[Mirror] The Search for John Nash’s Ideal Money
NOTE: This is just a mirror of my old writing from 2018 for record-keeping purposes. 1) My current self does not consider this writing to carry useful insights, 2) I may no longer agree / believe with some of the details here, and 3) this is just poorly written.
AGAIN, you will NOT gain insights by reading this.
The adoption of the Bretton-Woods monetary system in the 1940’s led to the US dollar becoming the world’s reserve currency even to this day. Because of this, the US suffers from the Triffin dilemma where the devaluation of its domestic currency in order to make importing from the US favorable is leads to friction between international countries. An artificial devaluation could help the domestic economy in the short term but hurts the global economy in the long term.
Keynes suggested a international reserve currency named bancor, preventing countries from screwing over the global economy for short term domestic benefits. This unfortunately was not adopted, with the US dollar instead becoming the global reserve currency.
In the late 1950’s John Nash came up with the idea of “Ideal Money”, a currency without (price) inflation nor deflation. In other words, Nash’s proposal was to have a currency with a stable value as the world’s reserve currency. He saw the possibility of achieving this by creating an Industrial Consumption Price Index (ICPI), a basket of chosen commodity prices and pegging his currency to this value. International prices of commodities crucial to industrial production such as base metals would be converted to an index using a method identical to the widely used Consumer Price Index.

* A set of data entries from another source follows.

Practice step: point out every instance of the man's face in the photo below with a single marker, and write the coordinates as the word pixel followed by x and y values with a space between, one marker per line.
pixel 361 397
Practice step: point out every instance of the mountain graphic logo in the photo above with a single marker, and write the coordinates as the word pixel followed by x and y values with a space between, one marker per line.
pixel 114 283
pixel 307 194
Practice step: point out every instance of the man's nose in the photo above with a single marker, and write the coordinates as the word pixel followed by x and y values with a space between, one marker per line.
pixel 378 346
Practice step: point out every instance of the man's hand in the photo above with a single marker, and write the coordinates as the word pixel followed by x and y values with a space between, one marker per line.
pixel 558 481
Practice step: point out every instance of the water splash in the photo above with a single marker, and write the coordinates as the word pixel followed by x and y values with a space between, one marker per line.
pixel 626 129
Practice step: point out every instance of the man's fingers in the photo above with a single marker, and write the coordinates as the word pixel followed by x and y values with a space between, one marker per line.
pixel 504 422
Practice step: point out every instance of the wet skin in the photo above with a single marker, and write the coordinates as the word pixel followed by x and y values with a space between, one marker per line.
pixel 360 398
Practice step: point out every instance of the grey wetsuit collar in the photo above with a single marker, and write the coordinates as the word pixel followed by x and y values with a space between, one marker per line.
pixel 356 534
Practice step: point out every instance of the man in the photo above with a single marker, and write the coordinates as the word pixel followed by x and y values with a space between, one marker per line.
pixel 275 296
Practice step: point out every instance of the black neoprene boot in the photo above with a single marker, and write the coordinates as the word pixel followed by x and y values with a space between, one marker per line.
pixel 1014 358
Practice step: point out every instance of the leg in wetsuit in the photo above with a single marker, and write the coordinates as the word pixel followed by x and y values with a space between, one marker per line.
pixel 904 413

If the Keynesian view of wage stickiness is correct, Ideal Money might have an another great advantage. From a Keynesian standpoint, price inflation lags behind monetary inflation and wage increase lags behind price inflation. The result is that the wage will always lag behind price increases, therefore leading to overall market inefficiencies. A wage that don’t follow supply-demand equilibrium (being paid less than the ideal market value of a specific labour) leaves workers to spends less than their work value, decreasing the maximum possible increase in productivity. A lagging wage increase could also lead to constant social tensions, workers demanding wage increases in response to a higher cost of living.
Eliminating price inflation removes the fundamental reason behind lagging wages, thus resulting in higher overall productivity and a decrease in social tensions.